Synthetic Biology on a Retroelement for Plant Biotechnology

Synthetic biology is an emerging field covering changes in biological processes that result in novel functionality. We are modifying a mobile genetic element of the retrotransposon class, Tto1, such that its mobility can be controlled by a chemical substance. Retrotransposons are already used as tools for insertional mutagenesis in plants. However, current experiments employ natural induction conditions for mobilization, in particular tissue culture stress. Insertion mutants can therefore be generated in those plant species for which regeneration of whole plants from tissue culture cells is straightforward. Most crop plants do unfortunately not belong to this group. The engineered Tto1 element allows insertional mutagenesis in whole plants, without tissue culture stress. It will extend the range of species for which insertional mutagenesis is possible, and thereby facilitate genetic analysis of crop plants. Our particular focus lies on barley. This crop plant is diploid, and its genome sequence determination is almost finished. The widespread use of insertion mutants currently available for the model plant Arabidopsis suggests that insertional mutants of barley can similarly contribute to understanding, and may serve as a material for crop improvement.
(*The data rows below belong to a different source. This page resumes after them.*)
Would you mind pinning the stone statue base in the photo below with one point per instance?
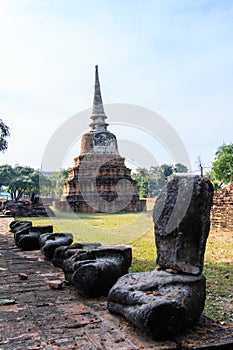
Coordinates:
(160, 303)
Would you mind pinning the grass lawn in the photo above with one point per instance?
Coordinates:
(136, 230)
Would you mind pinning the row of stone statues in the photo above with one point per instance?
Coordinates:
(163, 302)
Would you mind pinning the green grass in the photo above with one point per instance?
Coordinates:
(136, 230)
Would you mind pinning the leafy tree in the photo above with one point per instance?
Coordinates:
(180, 168)
(167, 170)
(151, 181)
(222, 168)
(4, 133)
(6, 174)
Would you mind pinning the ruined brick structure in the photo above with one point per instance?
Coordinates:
(100, 180)
(222, 209)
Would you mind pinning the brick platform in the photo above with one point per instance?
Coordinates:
(44, 318)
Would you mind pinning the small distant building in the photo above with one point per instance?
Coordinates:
(100, 180)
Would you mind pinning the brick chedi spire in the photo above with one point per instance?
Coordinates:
(98, 115)
(99, 181)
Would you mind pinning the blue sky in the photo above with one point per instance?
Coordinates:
(174, 57)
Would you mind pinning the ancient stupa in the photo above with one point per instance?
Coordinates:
(100, 180)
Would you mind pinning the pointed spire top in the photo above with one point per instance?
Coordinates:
(98, 114)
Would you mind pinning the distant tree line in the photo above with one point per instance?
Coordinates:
(21, 181)
(151, 181)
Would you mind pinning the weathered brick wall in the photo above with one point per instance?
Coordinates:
(222, 210)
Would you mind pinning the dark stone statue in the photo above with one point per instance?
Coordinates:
(182, 222)
(166, 301)
(91, 268)
(49, 242)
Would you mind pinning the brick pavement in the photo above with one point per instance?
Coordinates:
(43, 318)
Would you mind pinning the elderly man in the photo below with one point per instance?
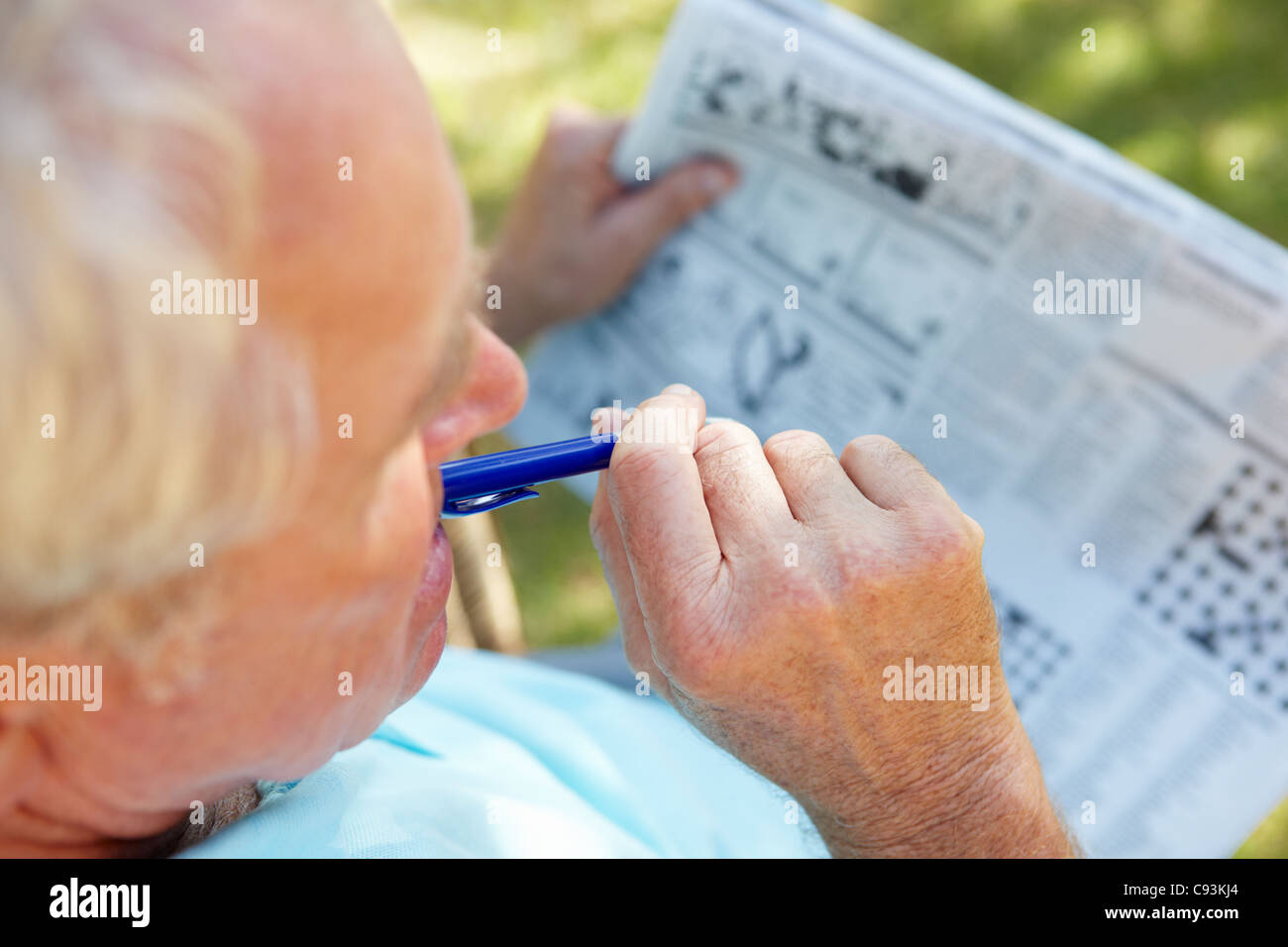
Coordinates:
(233, 510)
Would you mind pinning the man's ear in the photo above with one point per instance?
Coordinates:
(20, 759)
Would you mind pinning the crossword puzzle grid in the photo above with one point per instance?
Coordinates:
(1030, 651)
(1225, 585)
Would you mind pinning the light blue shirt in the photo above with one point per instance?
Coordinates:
(502, 757)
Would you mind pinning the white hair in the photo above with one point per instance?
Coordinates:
(167, 431)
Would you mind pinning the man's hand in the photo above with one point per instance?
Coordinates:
(767, 589)
(575, 236)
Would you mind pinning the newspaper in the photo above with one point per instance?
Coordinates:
(1093, 361)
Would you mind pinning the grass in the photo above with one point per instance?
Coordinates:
(1176, 85)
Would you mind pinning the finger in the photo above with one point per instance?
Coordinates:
(576, 133)
(606, 540)
(639, 221)
(811, 478)
(748, 510)
(656, 495)
(889, 475)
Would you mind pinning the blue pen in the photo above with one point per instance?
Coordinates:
(475, 484)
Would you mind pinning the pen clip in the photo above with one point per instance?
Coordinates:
(489, 501)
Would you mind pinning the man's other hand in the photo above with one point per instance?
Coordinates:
(576, 236)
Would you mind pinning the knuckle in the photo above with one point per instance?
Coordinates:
(876, 447)
(941, 539)
(798, 449)
(639, 463)
(798, 457)
(722, 446)
(600, 523)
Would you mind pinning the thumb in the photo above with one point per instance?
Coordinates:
(642, 219)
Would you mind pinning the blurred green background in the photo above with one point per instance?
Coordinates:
(1175, 85)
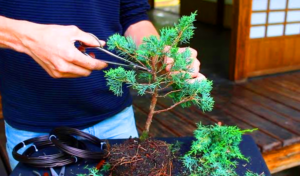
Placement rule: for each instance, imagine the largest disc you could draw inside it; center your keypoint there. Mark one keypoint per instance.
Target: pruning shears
(62, 171)
(128, 64)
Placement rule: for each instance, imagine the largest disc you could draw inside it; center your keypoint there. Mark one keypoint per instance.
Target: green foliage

Retrotransposons are DNA segments that mediate their own replication within the host genome. Retrotransposon-encoded enzymes convert the element RNA into a complete DNA copy of the element. The copy is inserted into the genome at a new position, where it affects expression of neighbouring genes. The process is important for adaptation of plants to a changing environment, so that its study and manipulation promises considerable benefits. During the project, variants of the tobacco retrotransposon Tto1 were introduced into plants without additional, endogenous copies, so that properties of the element could be correlated with the DNA sequence of the construct. We could show in the model plant Arabidopsis that certain sequences of the so-called Long Terminal Repeat (LTR) region are dispensable, if Tto1 is expressed from a heterologous promoter. Shortening of LTRs shall help to subvert host defense mechanisms, and to improve control over Tto1 expression. Many tested variants of Tto1 can efficiently make DNA copies, but integration of these copies into the host genome is less efficient than desired. We have therefore investigated the integrase enzyme of Tto1. We could identify a variant integrase that is more ancient than the currently used enzyme. However, preliminary investigations suggest that both integrases have approximately equal activity. We also started to test Arabidopsis mutants in genome defense. These experiments also aimed at increasing transposition efficiency of Tto1. Furthermore, different promoters were tried for Tto1 expression. We succeeded in improving expression of Tto1. An important aspect of the project was to express Tto1 in agriculturally important plants. With the help of international collaborations, we could express Tto1 in barley and in carrot. Analysis of the ensuing plant material is ongoing. Finally, we started to analyze which sequences of Tto1 mediate enrichment of RNA in so-called virus-like particles. Knowledge of these sequences would allow to multiply any DNA sequence in a host plant. Experiments could proceed to generation of plant material, the ensuing analysis shall be carried out in the near future.